Габричевский восторженно характеризует «Пластику»: «Самое выразительное проявление в области эстетики того мироощущения, которое вылилось, с одной стороны, в творчество эпохи „Бури и натиска“ (в частности, молодого Гёте), с другой – в натурфилософию молодого Шеллинга <…> Одна из первых попыток онтологического обоснования художественной формы и единственный для того времени опыт систематического искусствознания не как приложения к эстетике, а как ее основания»[75]. В ГАХНовском докладе «Философия и теория искусства» (27 октября 1925 г.) он формулирует в какой‑то мере программное положение: «…на наших глазах возникает своеобразная онтология художественного <…> которая, исходя из чувственной данности, отграничивает художественное не от других форм прекрасного, а непосредственно от других форм бытия. Поэтому, если раньше, например, в эпоху романтики, философская дорога от истории искусства и от индивидуального творческого акта художника вела к эстетике, то современный путь от искусствознания „ввысь“ ведет либо 1) к чистой онтологии с опасностью уклона в натурализм (Шмарзов), или 2) к философии жизни и творчества с опасностью уклона в метафизику (Зиммель), для которого сам метафизический предмет конструируется не по форме прекрасного, как, например, у Шеллинга в эпоху философии тождества, а именно по форме художественного предмета (традиция Гердера у молодого Шеллинга и у Гёте). В этом смысле современный теоретик искусства стоит всегда перед соблазном сенсуализма и натурализма, а историк искусства – перед соблазном построения широких культурно‑метафизических схем. Поэтому всякая современная философия искусства должна постоянно оглядываться на феноменологию художественного , и только из нее могут быть почерпнуты принципы построения наук об искусстве»[76]. Гердер, как видно из этой схемы, стоит у истоков любимой Габричевским традиции «философии жизни», но не несет прямой ответственности за ее «метафизические уклоны».

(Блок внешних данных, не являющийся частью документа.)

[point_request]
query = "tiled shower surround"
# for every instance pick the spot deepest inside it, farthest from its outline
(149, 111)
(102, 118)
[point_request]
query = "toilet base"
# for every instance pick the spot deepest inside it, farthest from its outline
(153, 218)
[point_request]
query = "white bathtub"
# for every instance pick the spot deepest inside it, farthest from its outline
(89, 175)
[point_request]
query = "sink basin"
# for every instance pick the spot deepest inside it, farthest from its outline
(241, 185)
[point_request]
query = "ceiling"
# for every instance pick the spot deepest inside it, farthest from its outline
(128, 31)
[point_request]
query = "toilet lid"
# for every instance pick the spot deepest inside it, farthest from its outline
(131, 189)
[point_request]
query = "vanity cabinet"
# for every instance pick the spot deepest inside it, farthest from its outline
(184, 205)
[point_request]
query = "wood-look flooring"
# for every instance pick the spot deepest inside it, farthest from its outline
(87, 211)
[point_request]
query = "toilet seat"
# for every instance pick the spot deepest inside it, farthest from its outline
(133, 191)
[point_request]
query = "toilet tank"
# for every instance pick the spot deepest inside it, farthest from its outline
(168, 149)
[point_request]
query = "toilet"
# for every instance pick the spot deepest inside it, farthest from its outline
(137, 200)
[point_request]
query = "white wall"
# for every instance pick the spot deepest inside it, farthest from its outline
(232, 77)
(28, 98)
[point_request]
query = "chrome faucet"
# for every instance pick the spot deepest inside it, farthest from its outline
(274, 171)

ГАХНовские работы Габричевского показывают, что сам он легко преодолевает соблазн сенсуализма и натурализма, но соблазн «философии жизни и творчества» отнюдь не кажется ему смертным грехом. Гётеанство оказывается для него постоянным источником творческих интуиций[77], «метафизика» Зиммеля – методологией анализа культуры, а Гердер – примером революционного обращения к динамике формы. Цитированная выше статья «Поверхность и плоскость» является хорошим подтверждением сказанному.

В то же время императив оглядки на «феноменологию художественного» отнюдь не является риторическим оборотом. В отличие от эстетики, философия искусства, как подчеркивает Габричевский, имеет дело с формами бытия, а не красоты и поэтому должна беречь свою предметность и от объективистской натурализации, и от субъективистской психологизации.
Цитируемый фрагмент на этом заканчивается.